Davalılardan … Kağıtçılık vekili dava dilekçesine cevabında, “davanın usulden reddi gerektiğini, zira aynı konuda İstanbul 10.İcra Hukuk Mahkemesinde dava açtığını ve imzaya itiraz taleplerinin reddedildiğini, buna rağmen davacının, alacağı sürüncemede bırakmak için bu davayı açtığını, derdest dava nedeniyle dava şartlarının gerçekleşmediğini, İcra Hukuk Mahkemesi’nde alınan bilirkişi raporunda, imzaların, davacı şirket yetkilisine ait çıktığını, müvekkilinin iyiniyetli 3.kişi hamil olduğunu, imzanın keşideciye ait olup olmadığını bilebilecek durumda olmadığını, bu nedenle esasen müvekkiline karşı imza inkârının da ileri sürülemeyeceğini, kötüniyetli taleplerin de dayanaksız olduğunu” savunarak davanın ve taleplerin reddini istemiştir.
Her ne kadar davacı vekili yukarıda yazılı nedenlerle istinaf isteminde bulunmuş ise de, dosya içerisinde bir örneği bulunan ve İstanbul 10.İcra Hukuk Hakimliği’nce alınan 24.10.2017 tarihli bilirkişi raporu ve tüm dosya kapmasına göre davacının istinaf istemini yerinde olmadığı, imzanın davacı şirket yetkilisine ait olduğuna dair dosyada mevcut bilirkişi raporu bulunduğu, tarihle ilgili düzeltme parafının da keşidecinin eli ürünü oluşu nedeniyle tarih değişikliğinin de tashih niteliği taşıdığı, dolayısıyla ihtiyati tedbir koşullarının oluşmadığı, ihtiyati tedbir istemi ilk derece mahkemesince reddine dair kararda bir isabetsizlik bulunmadığı kanaatine varılmakla, istinaf isteminin reddi gerekmiştir.

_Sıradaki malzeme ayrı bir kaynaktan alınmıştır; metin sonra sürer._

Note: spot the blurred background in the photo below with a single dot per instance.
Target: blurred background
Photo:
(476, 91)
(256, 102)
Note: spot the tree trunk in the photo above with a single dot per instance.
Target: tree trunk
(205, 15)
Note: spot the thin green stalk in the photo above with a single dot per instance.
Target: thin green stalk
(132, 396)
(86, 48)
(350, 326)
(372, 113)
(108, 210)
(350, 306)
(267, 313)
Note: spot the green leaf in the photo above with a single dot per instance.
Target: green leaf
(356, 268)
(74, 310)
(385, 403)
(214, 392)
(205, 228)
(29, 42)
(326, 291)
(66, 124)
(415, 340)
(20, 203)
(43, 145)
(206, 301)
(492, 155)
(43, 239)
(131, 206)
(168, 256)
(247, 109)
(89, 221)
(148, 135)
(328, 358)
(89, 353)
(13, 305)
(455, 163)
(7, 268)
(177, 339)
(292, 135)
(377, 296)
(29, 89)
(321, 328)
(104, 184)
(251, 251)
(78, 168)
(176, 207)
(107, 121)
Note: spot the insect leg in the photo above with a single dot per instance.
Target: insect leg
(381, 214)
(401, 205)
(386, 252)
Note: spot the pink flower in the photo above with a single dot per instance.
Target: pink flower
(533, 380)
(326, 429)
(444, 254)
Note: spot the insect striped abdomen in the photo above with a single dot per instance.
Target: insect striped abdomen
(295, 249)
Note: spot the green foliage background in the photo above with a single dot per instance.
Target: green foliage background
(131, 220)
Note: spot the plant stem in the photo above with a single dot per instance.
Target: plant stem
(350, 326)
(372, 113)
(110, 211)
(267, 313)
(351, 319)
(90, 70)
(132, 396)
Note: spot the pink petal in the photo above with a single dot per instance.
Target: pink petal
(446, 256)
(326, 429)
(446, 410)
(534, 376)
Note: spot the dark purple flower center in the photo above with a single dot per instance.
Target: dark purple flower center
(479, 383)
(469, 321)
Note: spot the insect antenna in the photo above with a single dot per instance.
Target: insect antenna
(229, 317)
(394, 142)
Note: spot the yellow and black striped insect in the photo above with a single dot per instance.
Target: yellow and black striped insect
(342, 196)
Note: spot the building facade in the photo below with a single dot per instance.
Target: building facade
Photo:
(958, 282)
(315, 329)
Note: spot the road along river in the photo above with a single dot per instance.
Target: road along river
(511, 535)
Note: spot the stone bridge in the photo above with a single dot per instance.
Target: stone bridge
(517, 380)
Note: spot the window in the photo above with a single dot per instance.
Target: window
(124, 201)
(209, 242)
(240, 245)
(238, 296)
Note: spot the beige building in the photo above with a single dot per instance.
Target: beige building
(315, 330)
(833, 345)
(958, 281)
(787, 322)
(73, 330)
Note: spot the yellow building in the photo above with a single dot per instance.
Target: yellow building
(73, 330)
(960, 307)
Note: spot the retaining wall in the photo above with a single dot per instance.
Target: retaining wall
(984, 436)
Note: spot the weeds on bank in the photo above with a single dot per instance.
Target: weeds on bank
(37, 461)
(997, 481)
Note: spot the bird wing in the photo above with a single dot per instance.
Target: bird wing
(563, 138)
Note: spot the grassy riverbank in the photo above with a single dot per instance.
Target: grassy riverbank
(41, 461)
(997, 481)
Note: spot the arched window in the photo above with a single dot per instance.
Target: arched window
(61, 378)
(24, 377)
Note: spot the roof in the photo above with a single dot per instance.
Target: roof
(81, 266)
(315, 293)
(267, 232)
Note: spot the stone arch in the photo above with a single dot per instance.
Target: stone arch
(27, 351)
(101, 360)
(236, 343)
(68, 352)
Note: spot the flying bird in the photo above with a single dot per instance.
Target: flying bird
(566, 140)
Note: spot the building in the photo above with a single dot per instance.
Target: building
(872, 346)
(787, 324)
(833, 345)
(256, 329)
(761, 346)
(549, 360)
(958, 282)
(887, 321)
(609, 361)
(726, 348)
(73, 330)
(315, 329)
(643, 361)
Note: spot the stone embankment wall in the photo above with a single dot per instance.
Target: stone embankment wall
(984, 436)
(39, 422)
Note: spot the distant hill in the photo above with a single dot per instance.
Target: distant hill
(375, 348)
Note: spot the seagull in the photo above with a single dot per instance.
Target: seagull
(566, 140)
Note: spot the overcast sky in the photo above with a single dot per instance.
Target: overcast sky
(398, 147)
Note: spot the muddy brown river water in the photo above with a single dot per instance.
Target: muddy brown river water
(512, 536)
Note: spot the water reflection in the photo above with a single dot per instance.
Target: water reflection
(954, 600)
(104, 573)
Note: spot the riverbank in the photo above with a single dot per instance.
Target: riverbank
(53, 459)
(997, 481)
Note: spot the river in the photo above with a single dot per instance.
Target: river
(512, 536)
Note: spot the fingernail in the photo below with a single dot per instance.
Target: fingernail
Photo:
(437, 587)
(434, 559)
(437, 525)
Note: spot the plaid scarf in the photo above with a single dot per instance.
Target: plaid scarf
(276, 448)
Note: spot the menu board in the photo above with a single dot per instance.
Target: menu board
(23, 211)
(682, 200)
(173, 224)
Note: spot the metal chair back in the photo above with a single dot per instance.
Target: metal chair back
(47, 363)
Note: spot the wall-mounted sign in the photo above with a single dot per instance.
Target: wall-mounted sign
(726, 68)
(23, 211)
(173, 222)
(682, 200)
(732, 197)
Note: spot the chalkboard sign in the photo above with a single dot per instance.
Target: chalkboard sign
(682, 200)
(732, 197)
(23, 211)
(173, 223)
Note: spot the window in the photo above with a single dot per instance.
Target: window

H Ü K Ü M : Yukarıda açıklanan gerekçe ile:
1-6100 sayılı HMK.’nın 353/1-b-1 maddesi gereğince davacı vekilinin yerinde görülmeyen istinaf isteminin ESASTAN REDDİNE,
2-Alınması gereken 35,90 TL harcın, peşin alınan 31,40 TL harçtan mahsubu ile bakiye 4,50 TL eksik harcın davacıdan alınarak hazineye irat kaydına,
3-İstinaf incelemesi duruşmasız yapıldığından avukatlık ücreti takdirine yer olmadığına,
4-İstinaf yargılama giderlerinin davacı üzerinde bırakılmasına,
5-Artan gider avanslarının karar kesinleştiğinde ve talep halinde taraflara iadesine,
Dair, dosya üzerinde yapılan inceleme sonucu 30/11/2018 tarihinde oy birliği ile kesin olarak karar verildi.